With the need to identify records for update or deletion operations, besides the simple store operation, the persistence layer should be a database management system that can rapidly identify records for Amend/Delete operations. Subscribers to changed topics also must identify records related to changed topics quickly. Some form of relational, aggregate, or hybrid relational/memory-mapped database management system should be selected.
The parallel and asynchronous nature of the Application B instances ensures database collisions as different instances of Application B attempt to write to the database. At the least, Application B should only insert a record if a record with that key identifier does not exist yet. Also, a record should only be updated if its sequence number/timestamp is greater than that of the record already persisted. Finally, Application B must use retry logic patterns to recover from database collision, yet avoid infinite retry loops. To avoid these the developer must implement circuit-breaker patterns.
The sequence number/timestamp must be persisted by both Application A and Application B instances. This ensures it’s possible to verify that the data in Application B managed systems match those in Application A managed systems, the system of record.
Logging must be implemented in Application B to record the disposition of all messages delivered to it. As only the latest versions of messages are persisted to the data management layer, the fate of the intermediate versions must be known for auditing and validation purposes.

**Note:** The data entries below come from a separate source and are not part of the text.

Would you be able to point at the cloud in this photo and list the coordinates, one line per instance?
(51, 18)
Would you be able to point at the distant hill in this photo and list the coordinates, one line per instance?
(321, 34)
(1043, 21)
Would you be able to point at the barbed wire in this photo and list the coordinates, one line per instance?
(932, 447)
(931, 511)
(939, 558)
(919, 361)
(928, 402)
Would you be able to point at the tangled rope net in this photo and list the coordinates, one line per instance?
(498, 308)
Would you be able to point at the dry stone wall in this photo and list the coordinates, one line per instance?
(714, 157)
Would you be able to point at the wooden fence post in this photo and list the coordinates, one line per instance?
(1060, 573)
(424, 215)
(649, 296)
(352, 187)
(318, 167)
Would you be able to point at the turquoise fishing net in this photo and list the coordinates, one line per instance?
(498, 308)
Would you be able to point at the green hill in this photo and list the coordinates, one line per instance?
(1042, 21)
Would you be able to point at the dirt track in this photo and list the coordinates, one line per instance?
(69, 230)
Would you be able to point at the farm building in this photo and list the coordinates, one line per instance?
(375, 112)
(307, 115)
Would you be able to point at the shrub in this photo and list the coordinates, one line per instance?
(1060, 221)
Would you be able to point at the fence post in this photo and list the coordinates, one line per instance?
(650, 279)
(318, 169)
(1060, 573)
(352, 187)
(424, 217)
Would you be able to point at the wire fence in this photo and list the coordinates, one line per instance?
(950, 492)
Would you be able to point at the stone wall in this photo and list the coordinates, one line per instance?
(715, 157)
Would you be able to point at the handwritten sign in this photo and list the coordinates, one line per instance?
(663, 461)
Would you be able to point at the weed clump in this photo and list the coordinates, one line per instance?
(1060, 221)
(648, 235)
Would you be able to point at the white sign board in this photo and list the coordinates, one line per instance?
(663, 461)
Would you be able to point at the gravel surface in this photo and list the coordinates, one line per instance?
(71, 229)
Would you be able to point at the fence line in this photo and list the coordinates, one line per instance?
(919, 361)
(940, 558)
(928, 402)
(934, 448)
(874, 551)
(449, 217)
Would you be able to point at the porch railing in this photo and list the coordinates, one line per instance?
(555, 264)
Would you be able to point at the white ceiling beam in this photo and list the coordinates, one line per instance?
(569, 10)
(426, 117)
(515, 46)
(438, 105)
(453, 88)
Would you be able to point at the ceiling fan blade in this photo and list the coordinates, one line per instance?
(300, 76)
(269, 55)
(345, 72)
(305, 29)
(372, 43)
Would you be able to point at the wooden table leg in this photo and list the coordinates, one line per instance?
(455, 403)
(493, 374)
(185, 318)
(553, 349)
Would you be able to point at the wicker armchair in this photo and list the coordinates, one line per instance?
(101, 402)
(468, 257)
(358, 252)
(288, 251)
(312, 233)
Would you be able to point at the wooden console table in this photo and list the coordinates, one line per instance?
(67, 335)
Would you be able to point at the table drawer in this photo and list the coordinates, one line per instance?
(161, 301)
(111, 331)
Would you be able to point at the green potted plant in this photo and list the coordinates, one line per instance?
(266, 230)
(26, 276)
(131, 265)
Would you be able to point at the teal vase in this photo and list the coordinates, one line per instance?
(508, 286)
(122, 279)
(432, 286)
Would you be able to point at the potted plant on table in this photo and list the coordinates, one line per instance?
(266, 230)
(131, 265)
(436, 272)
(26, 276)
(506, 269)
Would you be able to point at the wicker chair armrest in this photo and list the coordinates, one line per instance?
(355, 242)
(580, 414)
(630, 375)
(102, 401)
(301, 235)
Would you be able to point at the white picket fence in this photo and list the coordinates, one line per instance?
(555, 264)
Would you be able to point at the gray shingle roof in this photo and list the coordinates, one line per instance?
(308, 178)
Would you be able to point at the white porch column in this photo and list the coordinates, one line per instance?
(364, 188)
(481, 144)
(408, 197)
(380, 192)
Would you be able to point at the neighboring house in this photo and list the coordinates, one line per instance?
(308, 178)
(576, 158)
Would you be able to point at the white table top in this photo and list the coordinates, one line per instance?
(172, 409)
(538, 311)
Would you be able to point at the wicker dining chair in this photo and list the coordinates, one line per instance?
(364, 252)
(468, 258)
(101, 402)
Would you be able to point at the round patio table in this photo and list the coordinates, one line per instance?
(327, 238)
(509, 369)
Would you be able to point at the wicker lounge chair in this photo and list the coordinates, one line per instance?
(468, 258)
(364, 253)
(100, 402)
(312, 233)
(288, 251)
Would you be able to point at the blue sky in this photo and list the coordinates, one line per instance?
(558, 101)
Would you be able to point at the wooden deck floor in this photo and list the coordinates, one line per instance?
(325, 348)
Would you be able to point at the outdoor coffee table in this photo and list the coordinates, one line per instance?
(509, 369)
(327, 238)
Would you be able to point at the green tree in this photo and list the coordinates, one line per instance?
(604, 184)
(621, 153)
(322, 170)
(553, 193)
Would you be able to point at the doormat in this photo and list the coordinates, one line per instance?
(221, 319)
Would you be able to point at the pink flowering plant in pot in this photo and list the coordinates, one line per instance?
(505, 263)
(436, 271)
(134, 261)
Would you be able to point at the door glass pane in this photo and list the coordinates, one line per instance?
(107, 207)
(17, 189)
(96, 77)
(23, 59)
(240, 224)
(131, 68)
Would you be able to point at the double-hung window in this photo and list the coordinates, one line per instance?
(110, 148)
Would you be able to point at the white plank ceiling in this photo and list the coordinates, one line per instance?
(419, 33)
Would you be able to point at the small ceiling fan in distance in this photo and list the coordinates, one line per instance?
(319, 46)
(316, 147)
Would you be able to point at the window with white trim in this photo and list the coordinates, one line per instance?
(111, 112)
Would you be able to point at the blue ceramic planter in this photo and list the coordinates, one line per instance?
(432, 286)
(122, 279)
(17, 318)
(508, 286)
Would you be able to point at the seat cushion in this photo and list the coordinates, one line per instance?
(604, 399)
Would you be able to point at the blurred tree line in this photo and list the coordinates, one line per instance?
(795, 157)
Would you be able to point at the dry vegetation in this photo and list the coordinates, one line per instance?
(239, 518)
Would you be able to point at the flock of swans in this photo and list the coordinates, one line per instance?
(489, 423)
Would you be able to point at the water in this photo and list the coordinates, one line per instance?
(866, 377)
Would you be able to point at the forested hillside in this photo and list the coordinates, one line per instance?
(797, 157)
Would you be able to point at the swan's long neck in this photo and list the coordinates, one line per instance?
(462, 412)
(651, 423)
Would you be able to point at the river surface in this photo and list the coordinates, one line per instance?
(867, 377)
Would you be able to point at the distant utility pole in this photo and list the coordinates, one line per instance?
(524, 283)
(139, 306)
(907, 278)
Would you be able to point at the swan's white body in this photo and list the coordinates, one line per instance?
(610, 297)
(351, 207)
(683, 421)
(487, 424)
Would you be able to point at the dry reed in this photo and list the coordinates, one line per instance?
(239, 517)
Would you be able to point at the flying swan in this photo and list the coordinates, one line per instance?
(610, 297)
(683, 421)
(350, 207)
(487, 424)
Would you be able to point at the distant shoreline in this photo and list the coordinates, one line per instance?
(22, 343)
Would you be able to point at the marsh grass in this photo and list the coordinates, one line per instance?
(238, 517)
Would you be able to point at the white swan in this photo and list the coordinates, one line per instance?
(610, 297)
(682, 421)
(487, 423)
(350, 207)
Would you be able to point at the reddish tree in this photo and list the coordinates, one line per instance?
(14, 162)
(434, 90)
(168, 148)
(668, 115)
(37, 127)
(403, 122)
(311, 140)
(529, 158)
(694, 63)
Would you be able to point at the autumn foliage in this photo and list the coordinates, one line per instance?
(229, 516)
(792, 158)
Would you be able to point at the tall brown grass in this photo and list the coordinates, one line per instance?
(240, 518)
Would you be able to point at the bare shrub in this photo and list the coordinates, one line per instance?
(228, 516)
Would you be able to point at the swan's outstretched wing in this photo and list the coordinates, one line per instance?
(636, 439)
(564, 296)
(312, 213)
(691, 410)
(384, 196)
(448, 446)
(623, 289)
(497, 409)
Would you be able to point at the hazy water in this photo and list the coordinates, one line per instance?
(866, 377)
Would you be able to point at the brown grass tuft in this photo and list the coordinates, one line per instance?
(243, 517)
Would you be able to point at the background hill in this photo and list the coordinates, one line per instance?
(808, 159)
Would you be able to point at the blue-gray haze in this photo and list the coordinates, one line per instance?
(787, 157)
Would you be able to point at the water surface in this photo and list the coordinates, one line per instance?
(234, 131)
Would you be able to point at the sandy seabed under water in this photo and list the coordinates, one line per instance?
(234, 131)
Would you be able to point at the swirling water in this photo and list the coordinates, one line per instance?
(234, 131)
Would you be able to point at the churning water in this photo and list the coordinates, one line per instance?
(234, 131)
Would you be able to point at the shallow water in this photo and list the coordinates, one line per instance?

Pub/Sub for Scenario 2 can be implemented in many ways. There are Pub/Sub infrastructures available that provide subscribe and notification APIs that can be employed. On persisting new data Application B instances simply need to call the notification API specifying the topic just updated and leave the rest to the Pub/Sub infrastructure.
Otherwise, using a queuing infrastructure, Application B instances could enqueue notifications to a set of queues monitored by subscribers to updated topics. Again, once the notification has been sent the work of Application B is done.
Scenario 3: Full Duplex with Writeback
All of scenario 2 with round-trip update to the initiator.
There may be Application C instances—the subscribers in Scenario 2—that enrich the received data through user interaction and/or other data sources, yet want to return that enriched data to the original source.
In this scenario little changes in the main Application B dequeing application. It’s possible this scenario tightens the service level agreement under which Application B operates, particularly in terms of speed. Care must be taken in provisioning enough hardware and network bandwidth to accommodate such a tightening.
Application C instances will work against a persistence layer that is, in the ideal case, not the one Application B instances update. This is to control the volume of writes to a data layer in a high-performance queuing application. There exist in-memory, or in-memory/disk-based hybrid, systems that might accommodate the differing transaction patterns of Application B, Subscribers to a Pub/Sub system, and Application C instances. These data systems could obviate the need for an entirely different data store. The entire pipeline in these systems must be monitored to identify and eliminate choke points as they arise.
Application C instances updating local copies of the data ensures quick response to Application C users. It must be possible to undo such updates should the return of the data back to the Application A source fail. In like manner, should the source data have been updated before the Application C request completes, it must be possible to signal to Application C this has happened so it may undo its update to the local copy.